We appreciate the Reviewer’s suggestions, but at the moment we are unable to answer these interesting questions.  We will investigate these aspects in our future studies.

4-    What’s the half-life of Verbascoside? Why only 24-hour incubations?

It has been demonstrated that the concentration of an aqueous solution of 320 micromolar verbascoside at pH 7 is reduced to 62% after 24 h of incubation (D'Imperio, M., Cardinali, A., D'Antuono, I., Linsalata, V., Minervini, F., Redan, B. W., & Ferruzzi, M. G. (2014). Stability–activity of verbascoside, a known antioxidant compound, at different pH conditions. Food research international, 66, 373-378). We added a sentence at the beginning of paragraph 2.1 with the related reference.

5-    Any H2O2 preliminary data on why you picked 1mM?
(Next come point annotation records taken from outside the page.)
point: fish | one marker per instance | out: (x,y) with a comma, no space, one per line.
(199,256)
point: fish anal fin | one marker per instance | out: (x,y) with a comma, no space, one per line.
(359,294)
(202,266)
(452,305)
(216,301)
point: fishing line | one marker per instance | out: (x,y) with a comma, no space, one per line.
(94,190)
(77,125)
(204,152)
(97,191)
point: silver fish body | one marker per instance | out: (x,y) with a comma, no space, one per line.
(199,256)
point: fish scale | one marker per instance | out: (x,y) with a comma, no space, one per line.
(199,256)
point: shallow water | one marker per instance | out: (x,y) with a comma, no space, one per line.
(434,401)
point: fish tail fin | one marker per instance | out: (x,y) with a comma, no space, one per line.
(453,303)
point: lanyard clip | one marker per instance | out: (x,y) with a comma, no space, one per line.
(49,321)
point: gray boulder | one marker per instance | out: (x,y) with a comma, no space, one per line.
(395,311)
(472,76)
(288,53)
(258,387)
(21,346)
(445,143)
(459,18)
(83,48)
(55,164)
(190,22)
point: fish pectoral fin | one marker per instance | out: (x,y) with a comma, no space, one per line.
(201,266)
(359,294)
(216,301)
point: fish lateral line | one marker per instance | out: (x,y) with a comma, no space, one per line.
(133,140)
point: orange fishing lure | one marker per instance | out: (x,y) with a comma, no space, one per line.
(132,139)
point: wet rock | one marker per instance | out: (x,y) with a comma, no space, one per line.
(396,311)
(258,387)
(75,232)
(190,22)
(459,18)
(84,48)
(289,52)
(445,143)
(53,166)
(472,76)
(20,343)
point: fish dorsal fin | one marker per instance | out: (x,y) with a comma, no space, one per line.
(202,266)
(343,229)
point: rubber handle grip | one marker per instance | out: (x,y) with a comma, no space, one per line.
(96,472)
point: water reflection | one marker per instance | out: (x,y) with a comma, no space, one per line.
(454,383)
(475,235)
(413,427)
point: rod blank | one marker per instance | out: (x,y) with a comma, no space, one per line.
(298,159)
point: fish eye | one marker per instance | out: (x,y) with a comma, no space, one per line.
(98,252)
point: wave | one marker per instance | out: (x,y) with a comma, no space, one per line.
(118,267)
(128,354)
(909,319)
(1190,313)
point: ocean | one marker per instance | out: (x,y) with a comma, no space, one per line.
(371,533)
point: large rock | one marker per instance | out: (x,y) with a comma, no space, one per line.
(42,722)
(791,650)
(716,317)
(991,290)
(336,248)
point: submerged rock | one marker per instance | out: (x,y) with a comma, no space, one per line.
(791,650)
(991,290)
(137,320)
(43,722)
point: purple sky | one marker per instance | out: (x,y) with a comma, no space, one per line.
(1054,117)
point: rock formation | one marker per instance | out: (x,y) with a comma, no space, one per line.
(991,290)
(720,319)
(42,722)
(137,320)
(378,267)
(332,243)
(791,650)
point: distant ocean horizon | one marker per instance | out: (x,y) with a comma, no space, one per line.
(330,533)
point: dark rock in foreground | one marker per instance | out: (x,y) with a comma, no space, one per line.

1. https://www.ncbi.nlm.nih.gov/pmc/articles/PMC2970628/
2. 250uM shown to fragment cells (1hr)

Except for cell viability experiments and 2’,7’-dichlorofluorescin diacetate assays for ROS detection where 1 mM H₂O₂ was used, all other experiments were carried out with 0.5 mM H₂O₂, because in these conditions the effect of verbascoside was more pronounced. We believe that our slightly different results compared with those reported in the paper mentioned by the Reviewer can be due to the different experimental conditions, for example using myoblasts vs low density myotube cells.

6-    Any measures not in “resting conditions”? Is this physiologically relevant without pushing on the gas or getting the muscles to contract? Energy demand without need?

We thank the Reviewer for raising these important points. Indeed, we are planning to investigate the effects of verbascoside on cells treated with the catabolic stressor b-guanidinopropionic acid, which chemically induces a context of energy deprivation. Unfortunately, these are time-consuming experiments and we are not able to perform them for insertion within the reviewed version of the current manuscript, due to the deadline set by the Editor. 

Author Response File: Author Response.pdf

Round 2

Reviewer 2 Report

My initial skepticism around this paper has not changed with the revised version. I still believe the novelty is limited and the experimental model (C2C12 myoblasts) is not suitable to answer the research question.